Created on 02-14-2016 05:26 PM
For a UI showing the biggest consumers of space in HDFS install and configure Twitter's HDFS-DU. For a quick visual representation of HDFS disk usage with no extra tools required, use this script:
#!/usr/bin/env bash
max_depth=5
largest_root_dirs=$(hdfs dfs -du -s '/*' | sort -nr | perl -ane 'print "$F[1] "')
printf "%15s %s\n" "bytes" "directory"
for ld in $largest_root_dirs; do
printf "%15.0f %s\n" $(hdfs dfs -du -s $ld| cut -d' ' -f1) $ld
all_dirs=$(hdfs dfs -ls -R $ld | egrep '^dr........' | perl -ane "scalar(split('/',\$_)) <= $max_depth && print \"\$F[7]\n\"" )
for d in $all_dirs; do
line=$(hdfs dfs -du -s $d)
size=$(echo $line | cut -d' ' -f1)
parent_dir=${d%/*}
child=${d##*/}
if [ -n "$parent_dir" ]; then
leading_dirs=$(echo $parent_dir | perl -pe 's/./-/g; s/^.(.+)$/\|$1/')
d=${leading_dirs}/$child
fi
printf "%15.0f %s\n" $size $d
done
done
Sample output:
bytes directory
480376973 /hdp
480376973 |---/apps
480376973 |--------/2.3.4.0-3485
98340772 |---------------------/hive
210320342 |---------------------/mapreduce
97380893 |---------------------/pig
15830286 |---------------------/sqoop
58504680 |---------------------/tez
24453973 /user
0 |----/admin
3629715 |----/ambari-qa
3440200 |--------------/.staging
653010 |-----------------------/job_1454293069490_0001
Created on 02-14-2016 06:14 PM
Great, thanks for sharing!

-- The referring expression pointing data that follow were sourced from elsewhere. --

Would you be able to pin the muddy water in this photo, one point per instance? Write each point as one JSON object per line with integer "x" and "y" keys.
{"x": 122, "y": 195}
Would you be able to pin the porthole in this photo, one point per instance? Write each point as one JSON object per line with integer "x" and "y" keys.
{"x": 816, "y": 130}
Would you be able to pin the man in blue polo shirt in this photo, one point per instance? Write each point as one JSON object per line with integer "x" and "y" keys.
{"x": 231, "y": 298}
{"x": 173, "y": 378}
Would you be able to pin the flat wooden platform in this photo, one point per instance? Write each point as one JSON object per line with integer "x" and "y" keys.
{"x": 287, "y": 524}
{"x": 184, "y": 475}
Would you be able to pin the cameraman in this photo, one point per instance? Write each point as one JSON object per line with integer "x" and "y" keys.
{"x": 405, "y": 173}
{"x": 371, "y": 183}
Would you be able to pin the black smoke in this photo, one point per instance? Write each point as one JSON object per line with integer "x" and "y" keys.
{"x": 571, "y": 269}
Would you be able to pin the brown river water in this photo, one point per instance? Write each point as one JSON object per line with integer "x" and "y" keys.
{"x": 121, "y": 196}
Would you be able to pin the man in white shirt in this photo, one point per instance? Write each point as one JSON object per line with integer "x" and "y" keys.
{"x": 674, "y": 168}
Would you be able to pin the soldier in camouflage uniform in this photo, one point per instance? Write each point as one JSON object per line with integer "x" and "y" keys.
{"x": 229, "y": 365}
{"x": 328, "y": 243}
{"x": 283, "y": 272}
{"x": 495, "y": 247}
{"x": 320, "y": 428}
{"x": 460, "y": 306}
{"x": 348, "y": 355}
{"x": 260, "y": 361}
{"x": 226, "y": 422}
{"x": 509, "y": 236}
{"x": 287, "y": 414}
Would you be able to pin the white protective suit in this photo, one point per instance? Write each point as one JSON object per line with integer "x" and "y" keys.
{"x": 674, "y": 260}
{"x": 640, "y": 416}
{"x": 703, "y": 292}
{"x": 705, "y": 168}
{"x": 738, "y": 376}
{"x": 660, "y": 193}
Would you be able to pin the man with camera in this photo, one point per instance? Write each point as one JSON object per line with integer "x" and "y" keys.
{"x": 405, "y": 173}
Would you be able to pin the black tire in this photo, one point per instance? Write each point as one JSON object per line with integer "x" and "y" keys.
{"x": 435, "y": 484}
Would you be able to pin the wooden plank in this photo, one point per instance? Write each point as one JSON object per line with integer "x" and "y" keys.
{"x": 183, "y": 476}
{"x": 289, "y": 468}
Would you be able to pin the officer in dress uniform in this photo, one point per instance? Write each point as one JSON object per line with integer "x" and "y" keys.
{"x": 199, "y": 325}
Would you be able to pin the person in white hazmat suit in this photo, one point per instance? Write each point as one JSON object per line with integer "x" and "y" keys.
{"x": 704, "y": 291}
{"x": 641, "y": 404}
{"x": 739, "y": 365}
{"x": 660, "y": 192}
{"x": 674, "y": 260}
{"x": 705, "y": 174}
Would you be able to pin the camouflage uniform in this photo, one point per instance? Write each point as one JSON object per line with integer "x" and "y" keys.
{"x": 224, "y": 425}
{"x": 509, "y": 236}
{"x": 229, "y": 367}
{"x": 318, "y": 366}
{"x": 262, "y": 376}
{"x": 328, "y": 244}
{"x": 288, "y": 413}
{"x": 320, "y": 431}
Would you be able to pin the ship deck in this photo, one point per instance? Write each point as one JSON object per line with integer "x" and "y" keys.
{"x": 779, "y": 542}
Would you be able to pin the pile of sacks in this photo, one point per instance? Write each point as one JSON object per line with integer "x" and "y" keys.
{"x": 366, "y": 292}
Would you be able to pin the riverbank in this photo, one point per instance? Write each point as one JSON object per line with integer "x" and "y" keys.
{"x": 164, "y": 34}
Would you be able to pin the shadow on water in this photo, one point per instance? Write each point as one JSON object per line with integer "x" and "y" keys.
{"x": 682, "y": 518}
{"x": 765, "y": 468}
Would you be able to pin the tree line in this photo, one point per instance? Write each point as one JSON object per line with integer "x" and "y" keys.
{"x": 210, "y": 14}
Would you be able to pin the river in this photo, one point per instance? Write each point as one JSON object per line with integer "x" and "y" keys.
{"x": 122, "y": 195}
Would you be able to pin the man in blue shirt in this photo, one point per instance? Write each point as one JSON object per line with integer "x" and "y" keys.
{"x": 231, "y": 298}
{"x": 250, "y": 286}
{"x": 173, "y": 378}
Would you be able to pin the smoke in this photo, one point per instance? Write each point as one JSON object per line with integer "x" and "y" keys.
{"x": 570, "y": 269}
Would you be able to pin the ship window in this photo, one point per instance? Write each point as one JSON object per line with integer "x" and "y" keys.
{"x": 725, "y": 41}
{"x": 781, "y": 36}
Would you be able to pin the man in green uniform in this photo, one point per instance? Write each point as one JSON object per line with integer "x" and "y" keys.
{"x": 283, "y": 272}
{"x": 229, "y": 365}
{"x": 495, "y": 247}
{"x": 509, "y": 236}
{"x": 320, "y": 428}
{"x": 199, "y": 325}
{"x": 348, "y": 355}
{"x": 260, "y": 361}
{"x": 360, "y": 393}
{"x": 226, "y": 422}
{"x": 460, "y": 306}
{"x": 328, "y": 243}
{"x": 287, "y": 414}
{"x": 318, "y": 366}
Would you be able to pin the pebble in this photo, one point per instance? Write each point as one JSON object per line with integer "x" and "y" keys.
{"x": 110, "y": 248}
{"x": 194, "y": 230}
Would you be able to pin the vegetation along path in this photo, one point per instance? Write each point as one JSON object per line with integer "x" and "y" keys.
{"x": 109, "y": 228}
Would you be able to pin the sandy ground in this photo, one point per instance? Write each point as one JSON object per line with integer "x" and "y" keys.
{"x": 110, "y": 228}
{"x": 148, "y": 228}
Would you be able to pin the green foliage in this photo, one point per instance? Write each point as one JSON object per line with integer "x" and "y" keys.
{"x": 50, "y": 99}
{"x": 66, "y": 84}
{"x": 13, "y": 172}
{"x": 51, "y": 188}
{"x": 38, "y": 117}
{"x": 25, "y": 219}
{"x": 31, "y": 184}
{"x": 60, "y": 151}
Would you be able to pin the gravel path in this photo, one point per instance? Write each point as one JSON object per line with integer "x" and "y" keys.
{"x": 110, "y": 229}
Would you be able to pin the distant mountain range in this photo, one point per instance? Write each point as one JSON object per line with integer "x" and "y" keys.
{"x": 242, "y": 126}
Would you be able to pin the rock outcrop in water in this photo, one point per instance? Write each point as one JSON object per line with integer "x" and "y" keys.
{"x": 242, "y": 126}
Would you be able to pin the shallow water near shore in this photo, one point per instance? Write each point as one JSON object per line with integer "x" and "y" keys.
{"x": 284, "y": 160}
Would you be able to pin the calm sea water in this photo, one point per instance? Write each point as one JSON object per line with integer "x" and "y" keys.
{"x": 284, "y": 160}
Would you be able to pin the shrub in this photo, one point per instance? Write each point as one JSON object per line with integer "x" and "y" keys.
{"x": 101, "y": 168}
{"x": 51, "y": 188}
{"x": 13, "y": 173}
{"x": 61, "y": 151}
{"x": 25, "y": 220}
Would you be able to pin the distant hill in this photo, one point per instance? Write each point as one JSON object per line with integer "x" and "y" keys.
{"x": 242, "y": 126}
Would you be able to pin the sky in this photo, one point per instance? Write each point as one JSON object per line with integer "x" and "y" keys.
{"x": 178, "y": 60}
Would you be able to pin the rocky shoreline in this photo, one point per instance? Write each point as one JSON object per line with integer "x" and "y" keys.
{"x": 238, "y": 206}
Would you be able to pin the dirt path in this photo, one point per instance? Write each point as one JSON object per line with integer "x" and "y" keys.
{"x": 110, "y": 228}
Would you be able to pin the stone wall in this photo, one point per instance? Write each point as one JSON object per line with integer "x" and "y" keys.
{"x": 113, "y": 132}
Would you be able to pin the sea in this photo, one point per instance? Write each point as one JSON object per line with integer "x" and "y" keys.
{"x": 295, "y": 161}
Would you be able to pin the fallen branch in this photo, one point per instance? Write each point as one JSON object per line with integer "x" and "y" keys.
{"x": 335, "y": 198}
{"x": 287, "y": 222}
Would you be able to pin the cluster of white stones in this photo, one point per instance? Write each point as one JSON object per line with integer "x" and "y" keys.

This might also help https://github.com/mr-jstraub/HDFSQuota/blob/master/HDFSQuota.ipynb
Created on 09-08-2017 09:19 AM
Thanks Vladimir!
I liked this so much I created a contrib folder in my Perl tools repo to save it.
You can find similarly useful tools for Hadoop, HBase, Hive, Ambari etc there in adjacent repos:
https://github.com/HariSekhon/tools (Perl, this is where I copied this script, there is also stuff for HDFS file and snapshots age out, Ambari FreeIPA automation, Hive SQL recaser etc)
https://github.com/HariSekhon/pytools (lots of PySpark, HDFS and HBase code here as well as Ambari Blueprint CLI tool, data validators and converters)
https://github.com/HariSekhon/nagios-plugins (350+ enterprise monitoring plugins for most of the Hadoop ecosystem, including integration to Ambari for everything it monitors too, plus NoSQL datastores, message queues, CI and infrastructure)
Created on 09-08-2017 09:36 AM
Oh Jonas that is excellent, thanks very much for the link, I've starred your repo and am going to put links to it on my PyTools and Tools repos which have a whole selection of related Hadoop tools as I think people would be interested in that.